GODS TWEEDE DOELGROEP
Tijdens A2000 heeft de actie Operatie Schoenendoos ook veel aandacht. U kent die actie wel: Kinderen uit het Westen vullen een schoenendoos met cadeautjes voor een kind in een ander land. Dit jaar verwacht men 4 miljoen kinderen blij te maken met zo'n versierde schoenendoos vol cadeaus. Het blijkt dat deze actie, in het buitenland Operation Christmas Child genoemd, buitengewoon gezegend wordt. Niet alleen leren onze kinderen 'geven en delen'. Duizenden vrijwilligers helpen enthousiast mee. Kerken in de ontvangende landen gaan samenwerken en krijgen door deze actie openingen om het Evangelie te brengen in sloppen, ziekenhuizen, vluchtelingenkampen, kinderhuizen en op scholen. Gelovigen van andere godsdiensten zijn stomverbaasd als ze zien dat hun kinderen niet vergeten worden en krijgen belangstelling voor het Evangelie. Operatie Schoenendoos tovert niet alleen een blije glimlach op het gezicht van miljoenen kinderen, maar heeft onverwachte gezegende bijeffecten.

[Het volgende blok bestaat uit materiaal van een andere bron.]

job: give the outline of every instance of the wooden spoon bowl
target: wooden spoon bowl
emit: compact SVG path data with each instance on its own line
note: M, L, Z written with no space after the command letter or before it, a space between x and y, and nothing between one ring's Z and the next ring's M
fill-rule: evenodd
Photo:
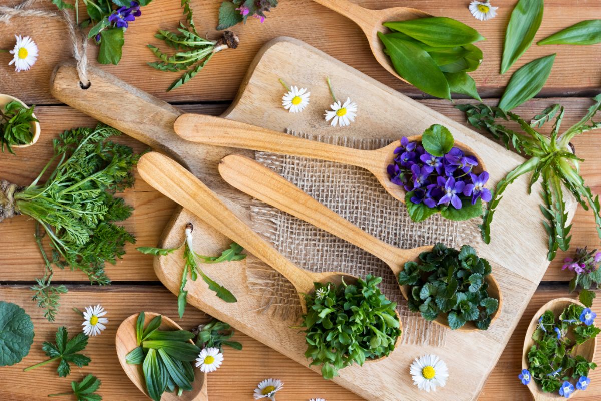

Waarom wordt juist deze campagne zo gezegend? Omdat het zo'n leuke actie is? Omdat de medewerkers deze actie zo bekwaam en enthousiast oppakken? Omdat… zo zijn er heel wat redenen te bedenken. De reden van het succes van Operation Christmas Child is dat men 'toevallig' of misschien wel geleid door Gods Geest, één van de drie belangrijkste doelgroepen van de Here God op het oog heeft. Die doelgroep is de meest bedreigde groep in de wereld: Kinderen!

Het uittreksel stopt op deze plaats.